Aber was ist hier geschehen? Hier hat man auf dem Wege einer Rechtsverordnung mit Billigung des Bundesrats ein Gesetz eingeführt, ohne es dem Bundestag vorzulegen. So liegen die Dinge. Das hätten Sie aussprechen sollen, wenn in Ihrer Erklärung eine fühlbare und praktikable Absicht vermutet werden sollte.
Und nun ein Wort zu dem Antrag der SPD auf Überweisung an den Ausschuß. Dazu vielleicht eine kleine Vorbemerkung. Daran ist nicht nur der Bundestag, dabei sind nicht nur die beiden Fraktionen, die den Antrag gestellt haben, dabei ist auch unter anderem die Gewerkschaft für öffentliche Dienste und Verkehr interessiert. Falls Sie das nicht wissen sollten, bitte ich Sie, etwas sorgfältiger die Korrespondenz der Gewerkschaft zu beachten, die ihre Meinung in einer langen, an alle Fraktionen gerichteten Darstellung expliziert. Daran sind auch die berechtigten und berufenen Organisationen der Arbeiter in den Betrieben interessiert, die von der Treibstoff-Preiserhöhung betroffen sind.
Nun soll der Antrag nach Auffassung der SPD gleich in zwei Ausschüsse gehen. Frage: Wann soll er aus diesen Ausschüssen wieder herauskommen?
Wenn er so behandelt wird wie das Gros der Anträge, die nachweislich seit Monaten in den Ausschüssen liegen, dann sage ich: Auf Wiedersehn im Januar 1959!
Man sollte das doch einmal bedenken und sollte
sich überlegen, ob man mit diesem Antrag auf
Überweisung an den Ausschuß den Tatbestand
statuieren soll, daß die Transportunternehmer bis zur Erledigung dieses Antrags durch den Ausschuß und anschließend durch das Plenum den derzeitigen Preis bezahlen müssen, daß sie ihn also ein halbes Jahr und länger bezahlen müssen, ehe eine Änderung durch das Plenum vorgenommen wird.

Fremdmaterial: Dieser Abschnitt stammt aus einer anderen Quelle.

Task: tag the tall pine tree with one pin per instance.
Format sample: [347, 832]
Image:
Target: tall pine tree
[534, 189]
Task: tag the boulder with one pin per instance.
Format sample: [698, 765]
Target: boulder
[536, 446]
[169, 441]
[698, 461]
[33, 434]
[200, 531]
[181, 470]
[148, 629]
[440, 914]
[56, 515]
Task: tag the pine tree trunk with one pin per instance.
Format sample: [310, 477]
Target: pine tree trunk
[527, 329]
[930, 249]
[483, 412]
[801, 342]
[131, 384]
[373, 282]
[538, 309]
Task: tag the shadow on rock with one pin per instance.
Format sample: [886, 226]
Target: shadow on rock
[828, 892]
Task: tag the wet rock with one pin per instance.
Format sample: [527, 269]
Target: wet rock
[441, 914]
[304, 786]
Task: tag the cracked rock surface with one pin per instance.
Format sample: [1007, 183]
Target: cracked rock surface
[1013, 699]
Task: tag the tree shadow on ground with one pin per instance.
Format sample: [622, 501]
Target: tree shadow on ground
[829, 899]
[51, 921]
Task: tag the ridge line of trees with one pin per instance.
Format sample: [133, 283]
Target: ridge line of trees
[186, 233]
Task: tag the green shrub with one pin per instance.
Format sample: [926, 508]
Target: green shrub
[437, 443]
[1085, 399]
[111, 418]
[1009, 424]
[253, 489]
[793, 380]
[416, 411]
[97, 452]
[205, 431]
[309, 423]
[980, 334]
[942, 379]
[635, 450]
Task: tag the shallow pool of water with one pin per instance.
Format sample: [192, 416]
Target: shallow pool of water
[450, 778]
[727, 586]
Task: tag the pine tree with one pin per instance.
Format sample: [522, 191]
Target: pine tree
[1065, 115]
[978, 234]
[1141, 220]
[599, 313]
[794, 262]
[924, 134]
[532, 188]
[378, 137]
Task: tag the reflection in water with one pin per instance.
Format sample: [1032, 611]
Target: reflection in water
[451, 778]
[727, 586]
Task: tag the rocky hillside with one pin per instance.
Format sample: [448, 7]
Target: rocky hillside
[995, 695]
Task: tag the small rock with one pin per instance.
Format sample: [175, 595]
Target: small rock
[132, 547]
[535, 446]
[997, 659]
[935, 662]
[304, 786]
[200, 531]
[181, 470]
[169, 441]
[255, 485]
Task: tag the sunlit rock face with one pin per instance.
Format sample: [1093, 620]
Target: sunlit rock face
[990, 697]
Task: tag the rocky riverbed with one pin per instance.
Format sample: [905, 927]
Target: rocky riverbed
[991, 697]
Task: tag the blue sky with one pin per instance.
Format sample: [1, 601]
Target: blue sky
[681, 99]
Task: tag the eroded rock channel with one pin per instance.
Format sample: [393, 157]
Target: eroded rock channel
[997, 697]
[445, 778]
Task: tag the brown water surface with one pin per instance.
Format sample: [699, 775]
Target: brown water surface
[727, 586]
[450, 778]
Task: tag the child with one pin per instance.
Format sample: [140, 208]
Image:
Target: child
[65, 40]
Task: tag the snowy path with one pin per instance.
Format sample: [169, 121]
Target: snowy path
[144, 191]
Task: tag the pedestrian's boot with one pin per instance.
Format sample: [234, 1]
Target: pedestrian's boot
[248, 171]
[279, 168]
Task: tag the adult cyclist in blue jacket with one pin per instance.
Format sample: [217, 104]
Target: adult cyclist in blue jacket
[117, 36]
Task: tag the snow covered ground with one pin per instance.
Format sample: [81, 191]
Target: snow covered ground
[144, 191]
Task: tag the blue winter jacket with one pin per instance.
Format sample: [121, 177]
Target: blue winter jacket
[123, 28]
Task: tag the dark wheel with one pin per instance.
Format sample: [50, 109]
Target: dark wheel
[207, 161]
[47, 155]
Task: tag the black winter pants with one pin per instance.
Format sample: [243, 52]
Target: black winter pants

Nun zur Abstimmung. Ich bin der Auffassung, daß unser Antrag der weitestgehende ist. Wir sagen nämlich in unserem Antrag ganz eindeutig: Der Bundestag mißbilligt die durch Anordnung des Bundesministers für Wirtschaft vom 21. Dezember 1949 ohne Befragung und Zustimmung des Bundestags erfolgte Erhöhung der Mineralölpreise. Nun, entgegenkommend wie ich bin, erlaube ich mir, an die Adresse der SPD folgenden Vorschlag zu machen. Ihre Kritik lief doch wohl eindeutig darauf hinaus, daß Sie diese Erhöhung mißbilligen wollen. Ich schlage deshalb vor, über unseren Antrag getrennt abzustimmen, und zwar je nach den Sätzen, Satz 1 und 2, damit mindestens hier die eine Willenserklärung zutage tritt, daß die Mehrheit des Bundestags die verfassungswidrig durchgeführte Erhöhung der Treibstoffpreise mißbilligt. Das müßte doch das mindeste sein, was aus dieser Diskussion herauskommen sollte. Ich bitte den Herrn Bundestagspräsidenten, so zu verfahren. Falls im übrigen der Antrag des Herrn Kollegen Loritz auf namentliche Abstimmung aufrechterhalten bleiben sollte, erkläre ich, daß wir für diese namentliche Abstimmung stimmen werden.